Eat, Pray, Love Oprah
A Yale professor who claims to have studied nearly every episode of her show from the last 12 years says the talk show queen's success is due to one thing -- she has transformed herself into the equivalent of a religious icon.
By using the techniques of a preacher, Oprah has been able to create a new "gospel" that goes beyond just being a simple daytime TV show, Yale religion professor Kathryn Lofton writes in her new book.
"Gospel is a word that means 'good news,' " Lofton says. "Oprah says that the good news is 'you.'"
After poring over 1,560 show transcripts, 105 issues of O magazine, 17 issues of O at Home, 68 Book Club selections and 52 Spirit Newsletters, Lofton believes she can pinpoint the moment Oprah went from being a successful talk-show host to a religious icon in 1994.
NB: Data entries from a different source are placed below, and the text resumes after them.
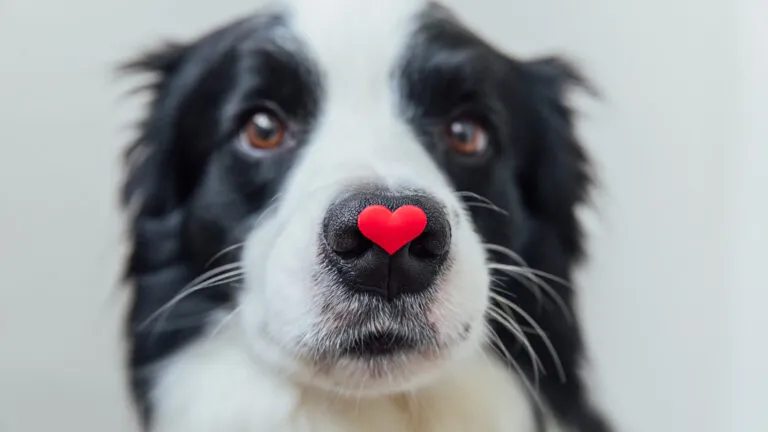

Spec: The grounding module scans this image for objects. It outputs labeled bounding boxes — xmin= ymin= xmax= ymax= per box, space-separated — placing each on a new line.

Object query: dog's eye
xmin=242 ymin=111 xmax=286 ymax=150
xmin=446 ymin=119 xmax=488 ymax=156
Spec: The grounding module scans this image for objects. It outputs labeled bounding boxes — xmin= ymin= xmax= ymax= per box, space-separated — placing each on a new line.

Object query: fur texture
xmin=118 ymin=0 xmax=610 ymax=432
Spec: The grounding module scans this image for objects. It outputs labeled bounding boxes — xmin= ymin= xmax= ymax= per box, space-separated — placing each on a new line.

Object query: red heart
xmin=357 ymin=205 xmax=427 ymax=255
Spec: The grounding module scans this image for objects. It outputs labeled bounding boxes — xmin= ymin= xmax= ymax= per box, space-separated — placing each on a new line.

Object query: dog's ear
xmin=518 ymin=57 xmax=594 ymax=260
xmin=120 ymin=43 xmax=189 ymax=217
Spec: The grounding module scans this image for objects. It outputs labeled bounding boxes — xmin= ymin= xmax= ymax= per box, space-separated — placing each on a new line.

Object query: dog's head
xmin=124 ymin=0 xmax=589 ymax=426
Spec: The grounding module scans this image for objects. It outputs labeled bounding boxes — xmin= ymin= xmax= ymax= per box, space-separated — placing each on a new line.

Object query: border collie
xmin=118 ymin=0 xmax=610 ymax=432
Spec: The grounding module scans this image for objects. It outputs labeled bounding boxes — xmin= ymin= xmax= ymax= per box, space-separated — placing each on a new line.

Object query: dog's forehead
xmin=280 ymin=0 xmax=431 ymax=91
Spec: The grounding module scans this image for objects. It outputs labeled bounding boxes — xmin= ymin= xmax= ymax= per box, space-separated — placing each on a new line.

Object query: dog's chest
xmin=151 ymin=338 xmax=534 ymax=432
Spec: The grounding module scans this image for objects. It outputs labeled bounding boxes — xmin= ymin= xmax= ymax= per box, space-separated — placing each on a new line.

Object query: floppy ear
xmin=120 ymin=44 xmax=198 ymax=422
xmin=120 ymin=43 xmax=189 ymax=217
xmin=514 ymin=57 xmax=611 ymax=432
xmin=518 ymin=57 xmax=593 ymax=260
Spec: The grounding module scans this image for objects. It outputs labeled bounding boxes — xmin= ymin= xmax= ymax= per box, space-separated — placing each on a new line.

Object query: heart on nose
xmin=357 ymin=205 xmax=427 ymax=255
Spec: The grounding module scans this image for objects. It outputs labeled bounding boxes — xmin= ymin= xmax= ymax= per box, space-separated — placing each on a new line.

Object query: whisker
xmin=204 ymin=243 xmax=245 ymax=268
xmin=485 ymin=325 xmax=544 ymax=409
xmin=483 ymin=243 xmax=571 ymax=287
xmin=483 ymin=243 xmax=574 ymax=323
xmin=488 ymin=306 xmax=547 ymax=376
xmin=209 ymin=306 xmax=242 ymax=339
xmin=488 ymin=263 xmax=573 ymax=322
xmin=455 ymin=191 xmax=509 ymax=216
xmin=138 ymin=263 xmax=243 ymax=330
xmin=491 ymin=293 xmax=566 ymax=382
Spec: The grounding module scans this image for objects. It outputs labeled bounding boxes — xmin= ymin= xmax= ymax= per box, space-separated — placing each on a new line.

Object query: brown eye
xmin=446 ymin=119 xmax=488 ymax=156
xmin=243 ymin=111 xmax=285 ymax=150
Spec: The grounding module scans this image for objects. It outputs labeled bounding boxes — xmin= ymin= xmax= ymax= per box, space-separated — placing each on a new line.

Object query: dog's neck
xmin=151 ymin=324 xmax=551 ymax=432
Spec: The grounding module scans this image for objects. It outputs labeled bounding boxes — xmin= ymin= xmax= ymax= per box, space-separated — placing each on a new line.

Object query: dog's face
xmin=125 ymin=0 xmax=588 ymax=426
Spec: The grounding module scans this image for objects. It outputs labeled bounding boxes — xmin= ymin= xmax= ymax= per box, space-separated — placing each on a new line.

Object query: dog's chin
xmin=294 ymin=325 xmax=480 ymax=397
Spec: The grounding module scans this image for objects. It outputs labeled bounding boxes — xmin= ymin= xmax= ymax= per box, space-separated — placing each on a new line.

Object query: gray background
xmin=0 ymin=0 xmax=768 ymax=432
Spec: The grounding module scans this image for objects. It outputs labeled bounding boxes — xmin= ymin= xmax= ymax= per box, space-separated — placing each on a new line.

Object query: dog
xmin=121 ymin=0 xmax=611 ymax=432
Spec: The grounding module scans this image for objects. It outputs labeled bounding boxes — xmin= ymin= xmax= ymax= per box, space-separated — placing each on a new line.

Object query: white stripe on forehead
xmin=286 ymin=0 xmax=426 ymax=103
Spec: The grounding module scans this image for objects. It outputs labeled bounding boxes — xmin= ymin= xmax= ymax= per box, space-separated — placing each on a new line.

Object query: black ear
xmin=518 ymin=57 xmax=594 ymax=260
xmin=510 ymin=57 xmax=611 ymax=432
xmin=120 ymin=43 xmax=189 ymax=217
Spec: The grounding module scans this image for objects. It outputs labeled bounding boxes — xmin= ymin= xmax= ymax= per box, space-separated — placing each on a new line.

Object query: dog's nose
xmin=321 ymin=190 xmax=451 ymax=300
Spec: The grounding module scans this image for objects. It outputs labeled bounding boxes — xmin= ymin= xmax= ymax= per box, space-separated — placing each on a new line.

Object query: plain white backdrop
xmin=0 ymin=0 xmax=768 ymax=432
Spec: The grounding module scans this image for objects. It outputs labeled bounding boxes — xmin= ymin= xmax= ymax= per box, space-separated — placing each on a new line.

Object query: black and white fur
xmin=118 ymin=0 xmax=610 ymax=432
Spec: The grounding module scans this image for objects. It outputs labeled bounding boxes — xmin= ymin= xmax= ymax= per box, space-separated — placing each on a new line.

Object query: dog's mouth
xmin=341 ymin=331 xmax=423 ymax=359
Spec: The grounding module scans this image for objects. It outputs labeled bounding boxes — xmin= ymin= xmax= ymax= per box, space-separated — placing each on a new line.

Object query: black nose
xmin=321 ymin=189 xmax=451 ymax=300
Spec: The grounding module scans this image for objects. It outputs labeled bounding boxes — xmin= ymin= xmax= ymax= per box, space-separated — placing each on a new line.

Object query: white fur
xmin=234 ymin=0 xmax=489 ymax=393
xmin=148 ymin=330 xmax=533 ymax=432
xmin=152 ymin=0 xmax=552 ymax=432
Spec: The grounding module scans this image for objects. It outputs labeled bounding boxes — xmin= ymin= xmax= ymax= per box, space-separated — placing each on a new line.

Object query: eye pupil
xmin=451 ymin=122 xmax=475 ymax=143
xmin=242 ymin=111 xmax=286 ymax=150
xmin=252 ymin=113 xmax=278 ymax=140
xmin=446 ymin=120 xmax=488 ymax=155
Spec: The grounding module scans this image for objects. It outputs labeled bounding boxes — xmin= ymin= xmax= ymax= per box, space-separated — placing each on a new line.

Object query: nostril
xmin=325 ymin=225 xmax=372 ymax=259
The message of her shows became what Lofton calls a consistent gospel, The Gospel of You.
"It is your discovery of yourself as the source for change -- in yourself and in the world," she says.
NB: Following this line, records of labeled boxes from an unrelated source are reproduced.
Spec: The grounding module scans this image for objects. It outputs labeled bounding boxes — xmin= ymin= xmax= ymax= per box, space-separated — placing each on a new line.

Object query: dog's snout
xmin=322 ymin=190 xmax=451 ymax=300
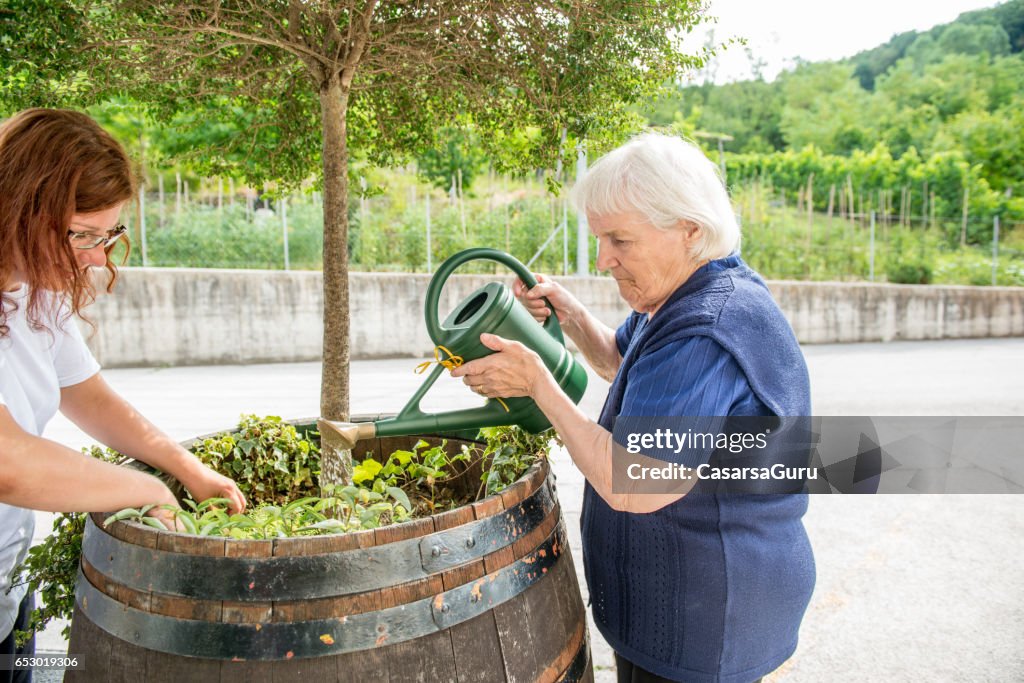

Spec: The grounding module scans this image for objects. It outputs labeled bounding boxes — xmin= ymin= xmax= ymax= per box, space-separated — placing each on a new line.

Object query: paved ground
xmin=28 ymin=339 xmax=1024 ymax=683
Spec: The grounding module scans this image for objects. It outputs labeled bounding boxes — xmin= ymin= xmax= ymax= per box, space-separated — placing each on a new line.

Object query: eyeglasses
xmin=68 ymin=225 xmax=128 ymax=249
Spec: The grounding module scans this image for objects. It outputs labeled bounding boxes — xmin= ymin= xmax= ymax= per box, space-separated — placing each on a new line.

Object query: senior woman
xmin=0 ymin=109 xmax=246 ymax=683
xmin=453 ymin=134 xmax=814 ymax=683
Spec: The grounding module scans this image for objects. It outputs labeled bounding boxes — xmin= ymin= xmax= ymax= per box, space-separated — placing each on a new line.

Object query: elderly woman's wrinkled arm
xmin=452 ymin=334 xmax=683 ymax=513
xmin=534 ymin=372 xmax=684 ymax=513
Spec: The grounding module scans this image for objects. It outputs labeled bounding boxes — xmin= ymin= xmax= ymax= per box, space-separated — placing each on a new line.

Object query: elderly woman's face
xmin=587 ymin=211 xmax=700 ymax=314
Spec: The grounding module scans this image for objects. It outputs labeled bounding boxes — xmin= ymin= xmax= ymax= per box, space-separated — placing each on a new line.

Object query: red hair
xmin=0 ymin=109 xmax=135 ymax=337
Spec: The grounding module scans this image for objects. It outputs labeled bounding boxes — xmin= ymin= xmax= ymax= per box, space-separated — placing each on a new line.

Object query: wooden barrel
xmin=66 ymin=436 xmax=593 ymax=683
The gospel of Oprah was perfectly suited for the beginning of a new century, the professor says.
"Women are asked to be perfect in many roles," Lofton says. "Oprah says, first, you don't have to be perfect; and second, she gives endless advice so you might try to be [perfect]."
And that, in a nutshell, says the professor, is the formula for a working religion.
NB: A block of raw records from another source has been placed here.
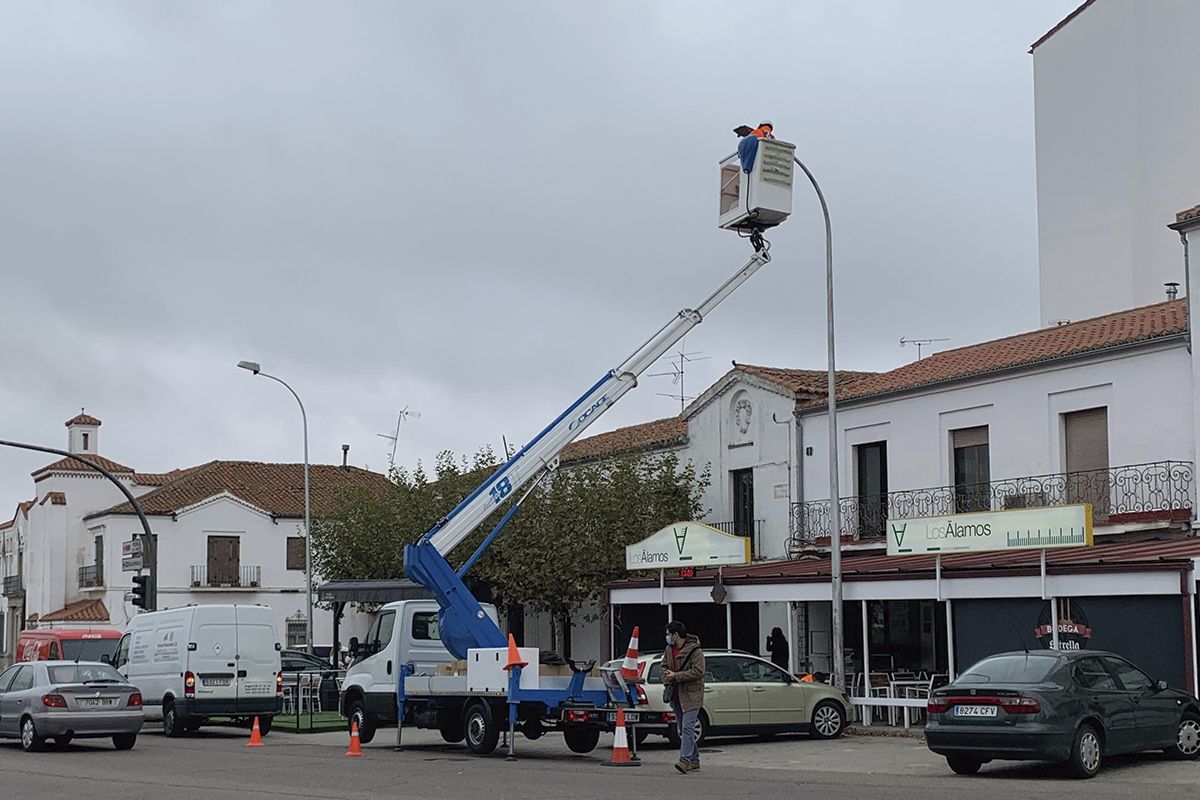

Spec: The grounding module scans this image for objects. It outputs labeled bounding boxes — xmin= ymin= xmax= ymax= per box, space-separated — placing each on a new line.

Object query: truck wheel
xmin=563 ymin=728 xmax=600 ymax=753
xmin=462 ymin=703 xmax=500 ymax=756
xmin=345 ymin=700 xmax=374 ymax=745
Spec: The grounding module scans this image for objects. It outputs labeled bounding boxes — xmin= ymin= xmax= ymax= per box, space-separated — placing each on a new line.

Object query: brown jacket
xmin=662 ymin=633 xmax=704 ymax=711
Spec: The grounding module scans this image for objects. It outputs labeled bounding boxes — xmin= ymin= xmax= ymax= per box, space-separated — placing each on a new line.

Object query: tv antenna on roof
xmin=376 ymin=405 xmax=421 ymax=468
xmin=646 ymin=342 xmax=713 ymax=414
xmin=900 ymin=336 xmax=950 ymax=361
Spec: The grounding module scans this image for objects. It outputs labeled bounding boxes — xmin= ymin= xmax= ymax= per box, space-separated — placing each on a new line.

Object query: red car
xmin=17 ymin=627 xmax=121 ymax=661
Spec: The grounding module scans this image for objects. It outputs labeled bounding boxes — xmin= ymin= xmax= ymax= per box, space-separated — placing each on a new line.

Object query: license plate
xmin=954 ymin=705 xmax=996 ymax=717
xmin=76 ymin=697 xmax=116 ymax=709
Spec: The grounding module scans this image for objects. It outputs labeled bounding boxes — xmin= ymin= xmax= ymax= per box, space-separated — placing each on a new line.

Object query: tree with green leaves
xmin=312 ymin=449 xmax=709 ymax=650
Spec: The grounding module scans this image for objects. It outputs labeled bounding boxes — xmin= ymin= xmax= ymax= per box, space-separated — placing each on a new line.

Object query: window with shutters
xmin=288 ymin=536 xmax=305 ymax=571
xmin=950 ymin=425 xmax=991 ymax=513
xmin=1062 ymin=408 xmax=1110 ymax=519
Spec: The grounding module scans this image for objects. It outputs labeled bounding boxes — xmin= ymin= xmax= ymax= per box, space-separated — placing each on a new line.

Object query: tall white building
xmin=1032 ymin=0 xmax=1200 ymax=326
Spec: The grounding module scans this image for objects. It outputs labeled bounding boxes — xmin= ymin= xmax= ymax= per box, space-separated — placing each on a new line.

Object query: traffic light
xmin=133 ymin=575 xmax=150 ymax=610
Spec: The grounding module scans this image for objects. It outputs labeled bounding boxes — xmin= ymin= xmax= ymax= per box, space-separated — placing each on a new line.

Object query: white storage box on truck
xmin=113 ymin=604 xmax=282 ymax=736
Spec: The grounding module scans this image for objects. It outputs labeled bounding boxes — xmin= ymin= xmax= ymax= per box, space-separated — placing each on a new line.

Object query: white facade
xmin=686 ymin=369 xmax=796 ymax=559
xmin=1033 ymin=0 xmax=1200 ymax=326
xmin=0 ymin=421 xmax=383 ymax=657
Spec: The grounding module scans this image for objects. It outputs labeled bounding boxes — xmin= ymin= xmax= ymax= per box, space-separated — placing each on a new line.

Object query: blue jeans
xmin=671 ymin=700 xmax=700 ymax=764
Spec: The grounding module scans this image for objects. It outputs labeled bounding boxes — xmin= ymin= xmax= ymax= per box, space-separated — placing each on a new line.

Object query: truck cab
xmin=341 ymin=600 xmax=497 ymax=744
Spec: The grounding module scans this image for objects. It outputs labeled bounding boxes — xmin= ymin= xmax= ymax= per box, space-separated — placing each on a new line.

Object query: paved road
xmin=0 ymin=729 xmax=1200 ymax=800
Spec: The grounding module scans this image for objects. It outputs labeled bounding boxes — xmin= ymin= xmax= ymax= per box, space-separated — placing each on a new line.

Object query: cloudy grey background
xmin=0 ymin=0 xmax=1076 ymax=510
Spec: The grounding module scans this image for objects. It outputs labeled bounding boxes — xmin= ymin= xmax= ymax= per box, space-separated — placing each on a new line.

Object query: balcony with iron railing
xmin=704 ymin=519 xmax=767 ymax=560
xmin=787 ymin=461 xmax=1195 ymax=555
xmin=192 ymin=564 xmax=263 ymax=589
xmin=79 ymin=564 xmax=104 ymax=589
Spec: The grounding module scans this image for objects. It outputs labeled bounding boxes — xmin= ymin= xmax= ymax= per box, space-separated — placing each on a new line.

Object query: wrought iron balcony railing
xmin=79 ymin=564 xmax=104 ymax=589
xmin=704 ymin=519 xmax=767 ymax=558
xmin=787 ymin=461 xmax=1195 ymax=555
xmin=192 ymin=564 xmax=263 ymax=589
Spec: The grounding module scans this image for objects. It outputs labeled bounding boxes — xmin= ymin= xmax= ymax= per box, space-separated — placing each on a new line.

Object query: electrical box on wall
xmin=716 ymin=139 xmax=796 ymax=231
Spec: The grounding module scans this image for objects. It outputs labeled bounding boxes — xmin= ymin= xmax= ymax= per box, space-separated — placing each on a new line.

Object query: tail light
xmin=1000 ymin=697 xmax=1042 ymax=714
xmin=42 ymin=694 xmax=67 ymax=709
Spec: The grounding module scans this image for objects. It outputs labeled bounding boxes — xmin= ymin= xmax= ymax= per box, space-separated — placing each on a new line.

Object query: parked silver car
xmin=0 ymin=661 xmax=144 ymax=752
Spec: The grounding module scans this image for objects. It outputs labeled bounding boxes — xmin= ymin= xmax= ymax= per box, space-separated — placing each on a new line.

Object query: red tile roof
xmin=30 ymin=453 xmax=133 ymax=483
xmin=1030 ymin=0 xmax=1096 ymax=53
xmin=133 ymin=467 xmax=199 ymax=486
xmin=620 ymin=537 xmax=1200 ymax=585
xmin=562 ymin=416 xmax=688 ymax=464
xmin=93 ymin=461 xmax=391 ymax=519
xmin=733 ymin=361 xmax=877 ymax=397
xmin=41 ymin=600 xmax=108 ymax=622
xmin=804 ymin=299 xmax=1188 ymax=409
The double whammy of being forgiven for your shortcomings and simultaneously being shown what you ought to be doing -- reading books, giving to charity, etc. -- is the secret of Oprah's success, she says.
Read the entire article here.Now, to be fair, the article doesn't indicate whether or not this Yale professor thinks Oprah's religious status is a good thing. To determine that I suppose one would have to read the book. And, honestly, I cannot argue with the conclusions she has reached. Oprah is a religious symbol and she does preach a "Gospel of You" of sorts. She's like Joel Osteen without the woefully twisted Scripture from Proverbs. I would add, though, that Oprah throws in a New Age twist, as she is a blatant proponent of eastern mysticism and meditation, which makes her influence even more dangerous.
I found this quote interesting: "Oprah says, first, you don't have to be perfect; and second, she gives endless advice so you might try to be [perfect]. And that, in a nutshell [...] is the formula for a working religion." Well, working your way to success--or even to Heaven--may be a "formula for a working religion" but it certainly isn't a formula for a religion that works! "Endless advice" about everything I need to do to be good, to be better, is really lousy news! But the Gospel message--that Jesus Christ did everything because I can do nothing of merit...now that's good news! I'd much rather secure my salvation on the work that Jesus Christ did than on anything I ever have or ever will strive to do; it's a far stronger foundation! Repentance of sin and faith in Christ, now there is a winning "formula!"
On another note, is anyone else disturbed by the fact that this so-called research was performed by a professor at Yale? Certainly Yale is no pinnacle of conservatism, but one would like to think that its professors have better ways to spend their time than "poring over" Oprah episodes and magazines!